A proposal dated Jan. 10, 2012, stated that Independence Oil would complete the natural gas conversions at Best Western, Sleep Inn, La Quinta Inn, Super 8, Country Inn and Suites and Hampton Inn. The proposal for Best Western stated that the conversion would include service to a Jandy pool heater.
The proposal said Independence Oil would "pressure test all equipment to ensure a leak-free system," "replace each appliance that cannot be converted with new equipment that is equipped for natural gas," "guarantee that the existing pipe will be adequate for a natural gas system" and "require that all existing equipment must be in proper working order prior to our conversion work."

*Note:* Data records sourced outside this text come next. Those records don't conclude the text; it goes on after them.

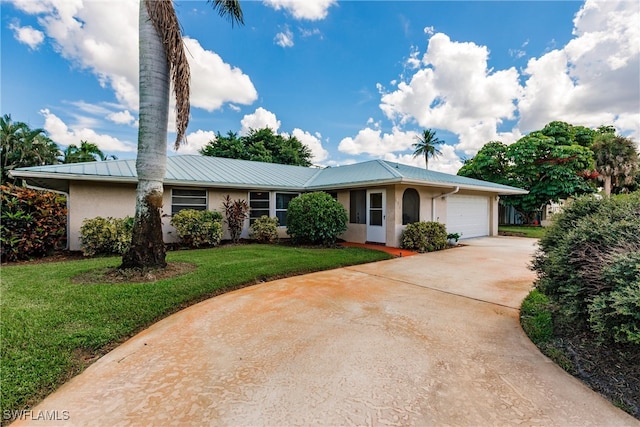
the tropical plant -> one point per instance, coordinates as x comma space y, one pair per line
21, 146
589, 265
316, 218
426, 145
424, 236
616, 161
261, 145
264, 229
163, 61
235, 212
106, 236
86, 152
198, 229
550, 170
33, 223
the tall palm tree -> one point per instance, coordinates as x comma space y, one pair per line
426, 146
162, 60
616, 160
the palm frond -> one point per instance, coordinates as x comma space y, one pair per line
164, 19
229, 9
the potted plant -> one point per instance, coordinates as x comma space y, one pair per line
453, 238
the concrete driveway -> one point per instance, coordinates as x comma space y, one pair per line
432, 339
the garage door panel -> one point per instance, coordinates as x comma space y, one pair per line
468, 215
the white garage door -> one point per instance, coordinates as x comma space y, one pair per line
468, 215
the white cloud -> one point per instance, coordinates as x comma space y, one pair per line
214, 82
92, 36
27, 35
447, 162
455, 90
260, 119
593, 80
121, 117
314, 142
312, 10
374, 142
60, 133
284, 39
195, 141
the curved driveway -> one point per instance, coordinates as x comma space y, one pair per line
432, 339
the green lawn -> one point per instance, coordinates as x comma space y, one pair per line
534, 232
52, 328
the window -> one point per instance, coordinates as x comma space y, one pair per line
188, 199
410, 206
358, 206
258, 205
282, 203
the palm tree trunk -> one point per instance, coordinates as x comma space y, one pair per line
607, 185
147, 246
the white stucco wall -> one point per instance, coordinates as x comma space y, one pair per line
90, 199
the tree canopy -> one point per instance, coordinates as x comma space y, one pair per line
22, 146
427, 146
552, 164
261, 145
616, 160
86, 152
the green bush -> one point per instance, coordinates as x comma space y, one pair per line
424, 236
536, 317
197, 229
235, 212
316, 218
587, 264
615, 315
106, 236
264, 229
32, 224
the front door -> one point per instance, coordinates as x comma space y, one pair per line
376, 216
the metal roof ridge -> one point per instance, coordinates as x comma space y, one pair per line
389, 168
309, 182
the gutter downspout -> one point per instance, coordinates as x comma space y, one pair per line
443, 195
66, 195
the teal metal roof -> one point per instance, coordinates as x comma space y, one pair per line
206, 171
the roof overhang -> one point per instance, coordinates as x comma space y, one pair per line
60, 182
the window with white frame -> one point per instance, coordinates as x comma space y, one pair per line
282, 204
258, 205
188, 198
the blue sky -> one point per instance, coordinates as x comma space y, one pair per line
354, 80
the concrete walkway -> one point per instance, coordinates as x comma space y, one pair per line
428, 340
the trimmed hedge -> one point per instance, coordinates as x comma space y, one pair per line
589, 265
33, 223
264, 229
424, 236
106, 236
316, 218
198, 229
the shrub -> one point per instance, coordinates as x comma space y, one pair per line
588, 264
316, 218
536, 317
33, 223
615, 315
235, 212
424, 236
264, 229
106, 236
198, 229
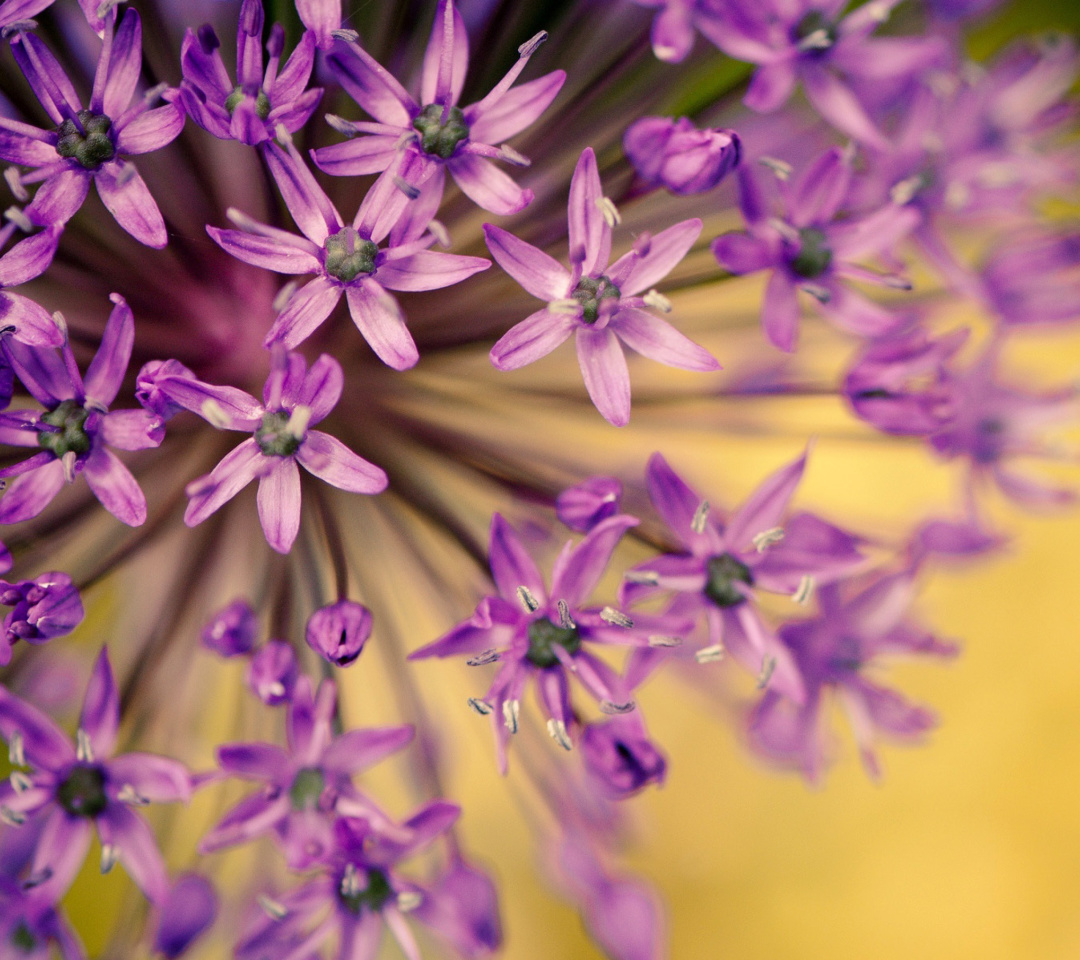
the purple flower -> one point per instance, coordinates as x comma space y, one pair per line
540, 635
295, 399
435, 130
308, 784
73, 786
811, 251
676, 154
726, 563
337, 633
348, 259
838, 651
86, 144
582, 506
273, 672
252, 109
42, 608
601, 305
231, 632
77, 429
189, 910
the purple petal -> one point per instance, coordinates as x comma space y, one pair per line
487, 186
332, 461
115, 487
306, 310
126, 197
279, 502
659, 340
604, 367
538, 273
590, 234
532, 338
379, 319
107, 368
429, 270
577, 572
665, 251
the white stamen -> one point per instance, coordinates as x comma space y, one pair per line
658, 301
700, 515
273, 909
214, 415
609, 212
767, 538
616, 618
557, 731
806, 589
527, 600
83, 748
511, 714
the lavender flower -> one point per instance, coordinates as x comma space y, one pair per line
435, 131
601, 305
77, 429
252, 109
88, 143
76, 785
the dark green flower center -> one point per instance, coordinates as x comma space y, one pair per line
273, 436
92, 145
373, 896
724, 571
348, 255
261, 102
544, 636
307, 788
813, 256
82, 792
439, 136
591, 293
70, 435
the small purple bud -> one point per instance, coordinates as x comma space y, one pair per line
187, 913
272, 673
337, 633
583, 506
231, 632
620, 757
678, 156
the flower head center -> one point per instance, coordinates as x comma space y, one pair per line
544, 636
373, 896
239, 95
590, 293
307, 788
724, 572
69, 435
813, 256
90, 146
82, 791
348, 255
441, 131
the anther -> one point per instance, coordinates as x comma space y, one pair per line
767, 538
557, 731
528, 602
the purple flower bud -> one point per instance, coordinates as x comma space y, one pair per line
678, 156
272, 673
583, 506
231, 632
620, 757
337, 633
187, 913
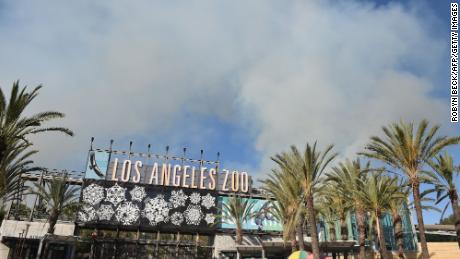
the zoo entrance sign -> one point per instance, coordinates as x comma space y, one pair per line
161, 170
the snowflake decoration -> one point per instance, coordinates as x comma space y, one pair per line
138, 193
93, 194
177, 218
156, 210
193, 214
208, 201
115, 194
105, 212
195, 198
178, 198
210, 218
127, 213
87, 213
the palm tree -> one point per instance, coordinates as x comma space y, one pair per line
284, 215
238, 210
349, 177
379, 191
59, 197
14, 126
408, 149
307, 168
443, 178
329, 215
338, 203
15, 163
396, 205
287, 191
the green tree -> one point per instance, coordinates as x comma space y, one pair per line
308, 168
349, 177
379, 191
59, 197
408, 150
443, 177
15, 128
396, 205
450, 220
288, 209
238, 210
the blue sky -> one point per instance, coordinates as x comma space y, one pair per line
246, 79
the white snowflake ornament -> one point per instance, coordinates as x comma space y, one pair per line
105, 212
195, 198
193, 214
210, 218
156, 210
115, 194
138, 193
177, 218
93, 194
178, 198
208, 201
87, 213
127, 213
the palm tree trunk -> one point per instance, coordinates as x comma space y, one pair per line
332, 232
239, 236
343, 228
381, 235
362, 233
456, 210
299, 230
312, 224
421, 225
293, 242
52, 221
399, 235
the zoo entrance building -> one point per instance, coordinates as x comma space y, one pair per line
145, 205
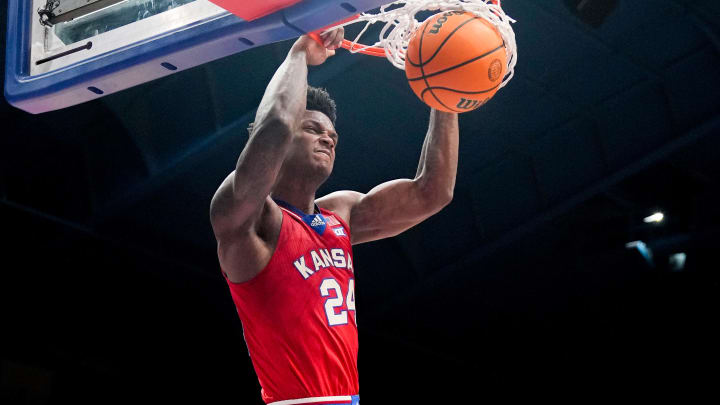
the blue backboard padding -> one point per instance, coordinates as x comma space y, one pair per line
140, 63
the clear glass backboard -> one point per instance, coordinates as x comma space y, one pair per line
64, 52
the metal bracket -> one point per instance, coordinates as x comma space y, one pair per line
57, 11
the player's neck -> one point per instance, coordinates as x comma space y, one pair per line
299, 196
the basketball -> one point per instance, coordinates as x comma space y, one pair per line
455, 61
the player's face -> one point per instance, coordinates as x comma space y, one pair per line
316, 141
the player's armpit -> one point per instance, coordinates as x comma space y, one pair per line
387, 210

The Watauga Democrat does not know if Independence Oil is among the contractors that could face potential actions by the State Board of Examiners.
A woman who answered the phone at the company's Independence, Va., office said that J. Randall Eller -- who was listed as president of Independence Oil by in a March 25 annual report to the N.C. secretary of state -- no longer works there. She declined to provide the name of the current president or anyone who could respond to questions about the Best Western investigation.
A representative at the company's West Jefferson office took a message, but the Watauga Democrat did not receive a return call as of presstime Thursday. Any responses to questions for Independence Oil will be published in a future article.
The Boone Police Department has not yet concluded its investigation of the incident.
"We are still actively working on interviewing every employee, many of the guests and others involved," Boone Police Investigations Commander Andy Le Beau said Sept. 10.
CORRECTION: A previous version of this story incorrectly stated that the State Board of Examiners would present information on unlicensed contractors in its Best Western hotel investigation to the district attorney. The State Board of Examiners has its own attorney that prosecutes such cases, which typically takes place in Wake County, Dawson said.